Human adipose-derived stem cells (hASCs) may represent a suitable tool for regenerative therapies due to their simple isolation procedure, and high proliferative capability in culture. We have recently developed a novel non-enzymatic method and device, named Lipogems, to obtain a fat tissue-derived stromal vascular fraction highly enriched in pericytes/mesenchymal stem cells by mild mechanical forces from human lipoaspirates. When compared to enzymatically dissociated cells, Lipogems-derived hASCs exhibited enhanced transcription of vasculogenic genes in response to pro-vasculogenic molecules, suggesting that these cells may be amenable for further optimization of their pluripotency.

We exposed Lipogems-derived hASCs to a Radio Electric Asymmetric Conveyer (REAC), an innovative device asymmetrically conveying radio electric fields, affording both pluripotency optimization in mouse embryonic stem cells, and efficient direct multi-lineage reprogramming in human skin fibroblasts.

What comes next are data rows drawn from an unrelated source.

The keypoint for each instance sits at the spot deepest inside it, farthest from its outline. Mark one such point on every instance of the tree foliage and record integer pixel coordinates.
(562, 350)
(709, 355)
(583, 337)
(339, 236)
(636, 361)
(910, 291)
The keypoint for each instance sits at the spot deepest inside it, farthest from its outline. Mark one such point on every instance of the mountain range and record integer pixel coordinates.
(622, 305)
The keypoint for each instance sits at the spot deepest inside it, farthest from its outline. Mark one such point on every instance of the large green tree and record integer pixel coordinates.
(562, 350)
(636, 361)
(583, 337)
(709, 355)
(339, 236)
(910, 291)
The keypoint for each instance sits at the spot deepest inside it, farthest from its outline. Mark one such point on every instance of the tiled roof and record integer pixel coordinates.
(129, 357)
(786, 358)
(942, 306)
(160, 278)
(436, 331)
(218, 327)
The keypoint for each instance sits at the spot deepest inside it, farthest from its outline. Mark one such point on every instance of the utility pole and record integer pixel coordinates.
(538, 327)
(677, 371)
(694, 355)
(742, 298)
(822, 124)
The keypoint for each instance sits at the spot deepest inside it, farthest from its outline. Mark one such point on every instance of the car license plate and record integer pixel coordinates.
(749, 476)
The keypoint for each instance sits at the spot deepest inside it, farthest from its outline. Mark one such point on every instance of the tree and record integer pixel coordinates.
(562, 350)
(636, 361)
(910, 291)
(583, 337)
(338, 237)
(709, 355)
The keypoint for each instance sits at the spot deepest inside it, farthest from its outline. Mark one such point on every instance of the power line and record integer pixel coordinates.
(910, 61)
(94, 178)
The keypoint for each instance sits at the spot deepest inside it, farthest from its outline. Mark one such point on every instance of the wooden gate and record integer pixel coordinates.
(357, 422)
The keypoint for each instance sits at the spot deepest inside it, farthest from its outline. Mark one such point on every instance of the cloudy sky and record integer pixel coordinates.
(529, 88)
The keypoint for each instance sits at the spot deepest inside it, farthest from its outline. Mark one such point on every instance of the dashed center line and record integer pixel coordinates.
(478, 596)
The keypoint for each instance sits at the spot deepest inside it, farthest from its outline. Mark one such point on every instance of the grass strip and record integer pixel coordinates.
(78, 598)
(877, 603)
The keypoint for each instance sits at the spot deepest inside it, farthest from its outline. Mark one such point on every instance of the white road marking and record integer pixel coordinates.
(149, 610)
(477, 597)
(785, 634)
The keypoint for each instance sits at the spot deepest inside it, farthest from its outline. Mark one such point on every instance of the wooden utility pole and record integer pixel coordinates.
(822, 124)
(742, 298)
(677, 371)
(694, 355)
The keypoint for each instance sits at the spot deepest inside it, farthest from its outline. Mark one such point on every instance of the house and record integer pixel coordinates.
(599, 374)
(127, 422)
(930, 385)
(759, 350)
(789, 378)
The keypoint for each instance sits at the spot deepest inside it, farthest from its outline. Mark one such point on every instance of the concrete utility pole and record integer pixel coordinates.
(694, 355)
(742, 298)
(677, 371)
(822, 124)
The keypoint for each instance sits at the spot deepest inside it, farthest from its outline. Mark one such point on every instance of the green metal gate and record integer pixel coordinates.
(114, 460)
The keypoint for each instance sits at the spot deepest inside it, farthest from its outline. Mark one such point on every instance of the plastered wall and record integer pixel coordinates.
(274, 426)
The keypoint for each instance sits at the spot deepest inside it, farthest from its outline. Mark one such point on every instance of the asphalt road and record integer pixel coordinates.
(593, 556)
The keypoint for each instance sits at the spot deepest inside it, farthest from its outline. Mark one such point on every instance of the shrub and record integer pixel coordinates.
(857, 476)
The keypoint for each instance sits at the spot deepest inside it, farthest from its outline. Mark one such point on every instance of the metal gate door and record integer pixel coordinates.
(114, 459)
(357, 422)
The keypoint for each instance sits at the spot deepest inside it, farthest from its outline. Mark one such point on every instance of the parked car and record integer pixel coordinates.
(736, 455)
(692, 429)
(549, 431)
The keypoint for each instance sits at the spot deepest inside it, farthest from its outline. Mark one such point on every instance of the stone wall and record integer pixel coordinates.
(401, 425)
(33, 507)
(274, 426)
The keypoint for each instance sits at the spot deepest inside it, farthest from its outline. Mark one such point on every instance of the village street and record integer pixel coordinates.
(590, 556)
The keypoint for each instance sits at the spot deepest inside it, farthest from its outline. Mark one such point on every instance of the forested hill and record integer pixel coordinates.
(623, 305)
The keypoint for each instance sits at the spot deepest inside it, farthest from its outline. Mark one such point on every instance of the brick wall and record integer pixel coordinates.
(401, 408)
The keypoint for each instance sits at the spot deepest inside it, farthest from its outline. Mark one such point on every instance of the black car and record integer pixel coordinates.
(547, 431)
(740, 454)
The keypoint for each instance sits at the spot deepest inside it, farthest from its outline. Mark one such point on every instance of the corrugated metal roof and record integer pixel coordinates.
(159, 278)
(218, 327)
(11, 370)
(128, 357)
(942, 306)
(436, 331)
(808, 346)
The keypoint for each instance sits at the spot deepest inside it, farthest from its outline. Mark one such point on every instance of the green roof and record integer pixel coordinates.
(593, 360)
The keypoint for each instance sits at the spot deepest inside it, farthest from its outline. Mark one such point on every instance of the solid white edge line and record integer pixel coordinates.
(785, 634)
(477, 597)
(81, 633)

We show that specific REAC exposure remarkably enhanced the transcription of prodynorphin, GATA4, Nkx2.5, VEGF, HGF, vWF, neurogenin1 and myoD, indicating the commitment towards cardiac, vascular, neuronal and skeletal muscle lineages, as inferred by the overexpression of a program of targeted marker proteins. REAC exposure also finely tuned the expression of pluripotency genes, including Nanog, Sox2, and Oct4. Noteworthy, the REAC induced responses were fashioned at a significantly higher extent in Lipogems-derived than in enzymatically-dissociated hASCs.

In conclusion, the interplay between radio electric asymmetrically conveyed fields and Lipogems-derived hASCs appears to involve the generation of an ideal “milieau” to optimize pluripotency expression from human adult stem cells, paving the way to unprecedented cell therapy perspectives.